Data loaders

Data loaders generate static snapshots of data during build. For example, a data loader might query a database and output CSV data, or server-side render a chart and output a PNG image.

Why static snapshots? Performance is critical for dashboards: users don’t like to wait, and dashboards only create value if users look at them. Data loaders practically force your app to be fast because data is precomputed and thus can be served instantly — you don’t need to run queries separately for each user on load. Furthermore, data can be highly optimized (and aggregated and anonymized), minimizing what you send to the client.
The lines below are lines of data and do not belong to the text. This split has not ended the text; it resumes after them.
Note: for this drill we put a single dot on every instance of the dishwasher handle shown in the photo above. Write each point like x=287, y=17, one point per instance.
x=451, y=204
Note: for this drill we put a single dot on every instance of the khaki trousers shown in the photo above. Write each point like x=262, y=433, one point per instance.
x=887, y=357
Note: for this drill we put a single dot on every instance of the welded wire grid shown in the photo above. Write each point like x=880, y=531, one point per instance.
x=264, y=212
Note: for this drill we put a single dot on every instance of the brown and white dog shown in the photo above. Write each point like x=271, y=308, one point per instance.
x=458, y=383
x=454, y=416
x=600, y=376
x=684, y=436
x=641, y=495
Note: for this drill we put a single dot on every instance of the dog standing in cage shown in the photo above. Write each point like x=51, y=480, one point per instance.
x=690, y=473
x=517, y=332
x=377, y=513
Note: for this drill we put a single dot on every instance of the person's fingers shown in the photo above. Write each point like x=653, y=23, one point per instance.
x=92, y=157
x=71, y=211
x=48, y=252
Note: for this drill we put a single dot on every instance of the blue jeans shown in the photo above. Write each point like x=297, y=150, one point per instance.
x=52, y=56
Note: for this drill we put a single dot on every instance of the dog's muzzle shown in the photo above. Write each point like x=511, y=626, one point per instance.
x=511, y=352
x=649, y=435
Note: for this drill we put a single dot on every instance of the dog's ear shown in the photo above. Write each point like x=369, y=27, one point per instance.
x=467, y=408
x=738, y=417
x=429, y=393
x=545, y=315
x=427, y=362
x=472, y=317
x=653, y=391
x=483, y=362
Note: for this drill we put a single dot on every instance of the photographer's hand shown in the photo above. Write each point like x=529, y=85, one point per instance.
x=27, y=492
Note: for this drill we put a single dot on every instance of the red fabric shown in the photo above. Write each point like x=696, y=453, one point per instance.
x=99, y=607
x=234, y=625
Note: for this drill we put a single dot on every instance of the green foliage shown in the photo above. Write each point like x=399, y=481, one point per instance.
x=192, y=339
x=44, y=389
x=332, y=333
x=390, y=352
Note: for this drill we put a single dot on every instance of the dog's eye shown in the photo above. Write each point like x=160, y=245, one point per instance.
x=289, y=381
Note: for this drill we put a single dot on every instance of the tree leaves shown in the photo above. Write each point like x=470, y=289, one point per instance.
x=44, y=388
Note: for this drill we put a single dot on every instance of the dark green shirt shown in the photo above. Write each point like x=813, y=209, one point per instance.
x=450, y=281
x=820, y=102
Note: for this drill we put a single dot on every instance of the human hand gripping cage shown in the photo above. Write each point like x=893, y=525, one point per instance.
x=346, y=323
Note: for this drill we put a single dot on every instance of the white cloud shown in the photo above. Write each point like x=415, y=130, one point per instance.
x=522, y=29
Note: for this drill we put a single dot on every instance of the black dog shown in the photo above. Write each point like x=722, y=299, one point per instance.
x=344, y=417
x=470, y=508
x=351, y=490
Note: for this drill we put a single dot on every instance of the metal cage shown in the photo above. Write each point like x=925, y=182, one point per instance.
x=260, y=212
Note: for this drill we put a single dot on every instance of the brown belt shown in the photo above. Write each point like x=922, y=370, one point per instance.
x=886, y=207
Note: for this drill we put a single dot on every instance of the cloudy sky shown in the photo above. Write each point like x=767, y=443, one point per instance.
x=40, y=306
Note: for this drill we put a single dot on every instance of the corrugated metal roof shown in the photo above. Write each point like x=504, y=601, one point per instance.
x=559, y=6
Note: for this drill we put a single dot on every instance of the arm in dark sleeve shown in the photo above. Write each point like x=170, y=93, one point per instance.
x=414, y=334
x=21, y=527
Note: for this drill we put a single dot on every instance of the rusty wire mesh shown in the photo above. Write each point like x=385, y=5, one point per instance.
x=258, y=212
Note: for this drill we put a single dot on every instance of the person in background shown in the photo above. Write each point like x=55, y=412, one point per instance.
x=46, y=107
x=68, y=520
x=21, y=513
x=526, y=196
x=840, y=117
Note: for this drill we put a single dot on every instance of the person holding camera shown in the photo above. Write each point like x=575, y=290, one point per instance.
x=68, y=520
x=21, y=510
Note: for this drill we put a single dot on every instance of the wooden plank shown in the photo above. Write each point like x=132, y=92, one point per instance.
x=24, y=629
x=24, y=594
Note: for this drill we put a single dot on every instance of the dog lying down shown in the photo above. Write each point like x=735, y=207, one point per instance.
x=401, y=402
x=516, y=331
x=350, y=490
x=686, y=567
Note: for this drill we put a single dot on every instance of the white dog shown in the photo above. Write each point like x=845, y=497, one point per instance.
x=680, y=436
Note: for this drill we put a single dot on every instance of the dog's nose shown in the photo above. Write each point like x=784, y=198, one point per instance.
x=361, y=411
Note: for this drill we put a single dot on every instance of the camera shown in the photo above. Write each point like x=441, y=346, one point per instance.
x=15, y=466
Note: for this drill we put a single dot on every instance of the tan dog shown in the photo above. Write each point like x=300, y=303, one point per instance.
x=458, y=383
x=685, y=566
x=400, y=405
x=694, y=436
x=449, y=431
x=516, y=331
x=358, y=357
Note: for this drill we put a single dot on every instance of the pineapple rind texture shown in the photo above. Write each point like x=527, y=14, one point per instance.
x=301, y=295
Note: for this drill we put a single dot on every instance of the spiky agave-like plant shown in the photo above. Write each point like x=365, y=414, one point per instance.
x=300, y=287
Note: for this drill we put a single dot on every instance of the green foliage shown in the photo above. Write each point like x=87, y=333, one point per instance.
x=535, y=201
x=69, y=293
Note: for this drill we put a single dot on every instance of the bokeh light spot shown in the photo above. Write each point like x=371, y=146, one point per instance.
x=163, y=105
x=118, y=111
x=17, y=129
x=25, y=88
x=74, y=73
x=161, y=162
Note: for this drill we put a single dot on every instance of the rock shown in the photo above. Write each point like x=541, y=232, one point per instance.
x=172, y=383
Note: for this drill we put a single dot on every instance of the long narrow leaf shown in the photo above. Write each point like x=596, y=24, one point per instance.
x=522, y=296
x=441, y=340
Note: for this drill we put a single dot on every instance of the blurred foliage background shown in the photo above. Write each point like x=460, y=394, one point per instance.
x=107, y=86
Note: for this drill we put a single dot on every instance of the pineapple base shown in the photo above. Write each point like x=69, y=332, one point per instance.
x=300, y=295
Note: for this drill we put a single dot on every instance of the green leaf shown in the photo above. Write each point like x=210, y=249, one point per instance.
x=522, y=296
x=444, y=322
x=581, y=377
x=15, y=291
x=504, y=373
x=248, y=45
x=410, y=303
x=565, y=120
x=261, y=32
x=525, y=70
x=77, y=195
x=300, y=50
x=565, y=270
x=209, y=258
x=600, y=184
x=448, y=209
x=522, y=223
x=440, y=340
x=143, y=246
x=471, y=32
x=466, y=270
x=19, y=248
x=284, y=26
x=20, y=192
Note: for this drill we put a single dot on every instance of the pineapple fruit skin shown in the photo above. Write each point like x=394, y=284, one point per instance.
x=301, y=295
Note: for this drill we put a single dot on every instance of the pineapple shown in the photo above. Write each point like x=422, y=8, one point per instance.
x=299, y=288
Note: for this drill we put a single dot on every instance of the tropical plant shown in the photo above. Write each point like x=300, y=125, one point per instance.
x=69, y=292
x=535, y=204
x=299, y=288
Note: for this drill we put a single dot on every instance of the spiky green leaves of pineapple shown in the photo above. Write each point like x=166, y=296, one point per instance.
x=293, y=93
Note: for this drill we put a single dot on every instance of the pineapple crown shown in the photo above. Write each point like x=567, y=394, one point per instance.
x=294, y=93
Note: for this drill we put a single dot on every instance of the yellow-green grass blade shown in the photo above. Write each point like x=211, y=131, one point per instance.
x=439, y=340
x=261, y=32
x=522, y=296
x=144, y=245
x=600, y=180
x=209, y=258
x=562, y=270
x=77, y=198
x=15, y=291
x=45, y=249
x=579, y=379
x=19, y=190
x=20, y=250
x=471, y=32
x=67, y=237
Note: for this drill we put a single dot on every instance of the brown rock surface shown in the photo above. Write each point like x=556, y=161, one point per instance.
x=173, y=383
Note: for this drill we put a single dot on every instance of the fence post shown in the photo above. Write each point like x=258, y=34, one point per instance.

And since data loaders run only during build, your users don’t need direct access to your data warehouse, making your dashboards more secure and robust.

Data loaders are optional. You can use fetch or WebSocket if you prefer to load data at runtime, or you can store data in static files.

You can use continuous deployment to rebuild data as often as you like, ensuring that data is always up-to-date.

Data loaders can be written in any programming language. They can even invoke binary executables such as ffmpeg or DuckDB. For convenience, Framework has built-in support for common languages: JavaScript, TypeScript, Python, and R. Naturally you can use any third-party library or SDK for these languages, too.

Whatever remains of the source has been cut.